Sindrome de X-frágil – os doentes com esta síndrome podem apresentar hipotonia na infância, alterações cognitvas ligeiras e de comportamento mas não exibem o hipogonadismo, dificuldades na sucção e dismorfismos faciais característicos dos doentes com SPW.
Osteodistrofia hereditária Albright – a clínica inclui obesidade e atraso de desenvolvimento e pode ainda apresentar baixa estatura mas estes doentes não apresentam hipotonia nem as características faciais dos doentes com SPW.
Síndrome Bardet-Beidl – inclui obesidade troncular, atraso cognitivo e hipogonadismo hipopgonadotrópico masculino; as alterações ósseas, malformações genitourinárias complexas no sexo feminino, disfunção renal e fenótipo facial distinguem-nos dos doentes com SPW.
Síndrome de Cohen – inclui hipotonia, atraso de desenvolvimento (mais severo do que na SPW) e obesidade; mas tem um fenótipo facial distinto, microcefalia, alterações oftalmológicas (retinopatia e miopia) e neutropenia intermitente, que não ocorrem na SPW.
Síndrome Borjeson-Forssman-Lehmann, observada no sexo masculino, inclui atraso severo do desenvolvimento, hipogonadismo, obesidade marcada,hipotonia infantil e dificuldades alimentares. Distingue-se pela severidade do atraso cognitivo, presença de nistagmo e fácies característica. Síndrome Alstrom- Caracterizada por obesidade precoce e insulinorresistência/DM2 associada a acantose nigricans e atraso de desenvolvimento e pode estar associada a hipotiroidismo e hipogonadismo hipogonadotrópico em homens.Distingue-se pela surdez neurossensorial progressiva,miocardiopatia dilatada, distrofia dos cones e bastonetes e ainda patologia renal severa e problemas urológicos variados. Há uma série de anomalias citogenéticas cujas manifestações se assemelham às da SPW, incluindo: del de 1p36, 2q37.3,6q16.2 e 10q26 e duplicação de 3p25.3.26.2 e Xq27.2-ter.
Exames Complementares
Diagnóstico genético
O diagnóstico de SPW é inicialmente suspeito pelas características clínicas e confirmado por testes genéticos.

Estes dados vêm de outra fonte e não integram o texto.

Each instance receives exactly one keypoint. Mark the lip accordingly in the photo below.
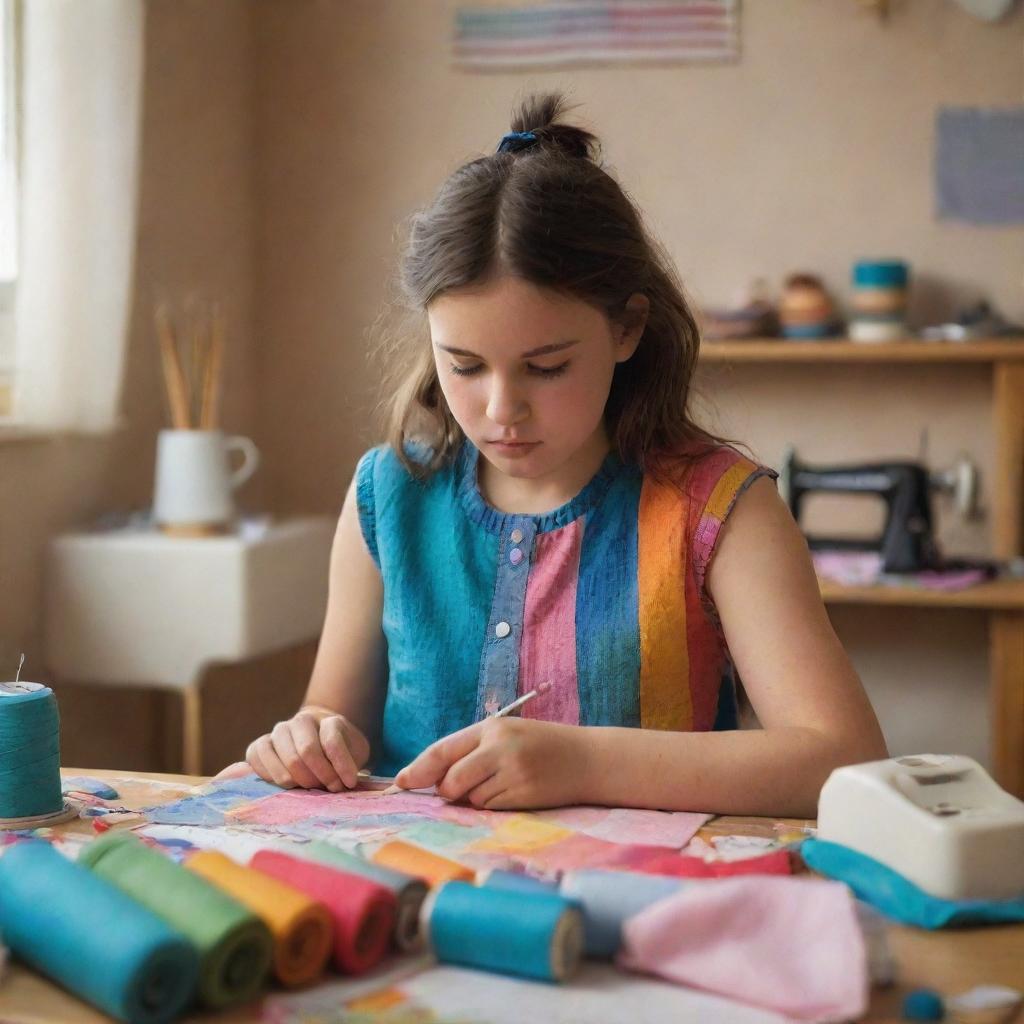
(514, 448)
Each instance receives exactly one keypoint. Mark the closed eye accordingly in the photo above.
(465, 371)
(549, 371)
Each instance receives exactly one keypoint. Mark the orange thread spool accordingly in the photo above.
(301, 927)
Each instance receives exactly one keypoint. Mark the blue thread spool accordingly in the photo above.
(532, 935)
(91, 938)
(924, 1005)
(608, 899)
(30, 758)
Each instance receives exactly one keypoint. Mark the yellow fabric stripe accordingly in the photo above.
(662, 556)
(725, 491)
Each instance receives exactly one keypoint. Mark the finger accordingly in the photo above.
(256, 762)
(504, 800)
(273, 770)
(467, 773)
(334, 742)
(305, 734)
(489, 788)
(284, 744)
(236, 770)
(430, 766)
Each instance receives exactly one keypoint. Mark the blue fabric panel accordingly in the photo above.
(899, 898)
(607, 608)
(438, 569)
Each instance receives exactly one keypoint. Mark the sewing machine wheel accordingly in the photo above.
(961, 480)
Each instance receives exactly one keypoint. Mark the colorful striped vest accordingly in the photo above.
(603, 597)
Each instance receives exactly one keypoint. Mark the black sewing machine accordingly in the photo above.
(907, 543)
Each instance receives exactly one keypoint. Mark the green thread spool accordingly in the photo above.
(30, 757)
(233, 945)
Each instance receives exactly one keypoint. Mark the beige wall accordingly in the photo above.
(195, 233)
(812, 152)
(284, 141)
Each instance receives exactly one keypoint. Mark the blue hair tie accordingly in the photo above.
(513, 141)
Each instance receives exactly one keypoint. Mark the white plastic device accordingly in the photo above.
(938, 819)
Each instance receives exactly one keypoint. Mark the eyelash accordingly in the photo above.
(546, 372)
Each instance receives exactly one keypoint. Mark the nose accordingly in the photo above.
(506, 404)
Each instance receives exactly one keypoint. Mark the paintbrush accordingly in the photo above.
(509, 709)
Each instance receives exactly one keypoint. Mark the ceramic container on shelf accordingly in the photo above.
(880, 297)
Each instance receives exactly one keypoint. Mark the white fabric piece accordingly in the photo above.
(82, 102)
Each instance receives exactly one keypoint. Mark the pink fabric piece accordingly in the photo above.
(548, 650)
(788, 944)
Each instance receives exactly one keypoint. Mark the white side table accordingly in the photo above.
(134, 607)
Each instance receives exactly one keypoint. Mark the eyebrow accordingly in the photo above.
(543, 350)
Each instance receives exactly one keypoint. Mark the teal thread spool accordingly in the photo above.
(30, 758)
(91, 938)
(235, 946)
(532, 935)
(409, 892)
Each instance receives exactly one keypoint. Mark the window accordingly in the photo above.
(8, 203)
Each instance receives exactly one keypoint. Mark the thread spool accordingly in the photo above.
(300, 926)
(363, 911)
(531, 935)
(421, 863)
(30, 758)
(608, 899)
(52, 914)
(235, 946)
(409, 892)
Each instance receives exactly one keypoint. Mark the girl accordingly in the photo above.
(547, 512)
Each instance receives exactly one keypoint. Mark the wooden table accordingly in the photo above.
(949, 962)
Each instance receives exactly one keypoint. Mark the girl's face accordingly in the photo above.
(526, 374)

Critérios consensuais de diagnóstico: Para crianças com 3 anos ou menos, o diagnóstico de SPW é altamente provável se obtiver 5 pontos dos seguintes critérios (4 dos major); em crianças com mais de 3 anos ou adultos, são precisos 8 pontos (5 dos quais major).
Critérios major (um ponto cada): hipotonia neonatal e infantil e sucção pobre; problemas alimentares durante a infância, aumento de peso excessivo dos 1-6 anos, obesidade e hiperfagia; dismorfismos faciais característicos; hipogonadismo, atraso pubertário; atraso neurodesenvolvimento/ défice cognitivo.
Critérios minor (1/2 ponto cada) : movimento fetal diminuído a letargia infantil; problemas comportamentais típicos; apneia do sono, baixa estatura para estatura alvo familiar aos 15 anos; hipopigmentação em relação à familia; mãos/pés pequenos para estatura; mãos estreitas com margem ulnar recta; estrabismo convergente ou miopia; saliva viscosa; dificuldade na articulação do discurso; dermatotilexomania.
Com a maior disponibilidade dos testes genéticos é aceitavel alargar os critérios para teste desde que apresentem todas as seguintes características não explicadas por outra causa para a idade:
0-2 anos: hipotonia com história de má sucção e má progressao ponderal e criptorquidia em rapazes.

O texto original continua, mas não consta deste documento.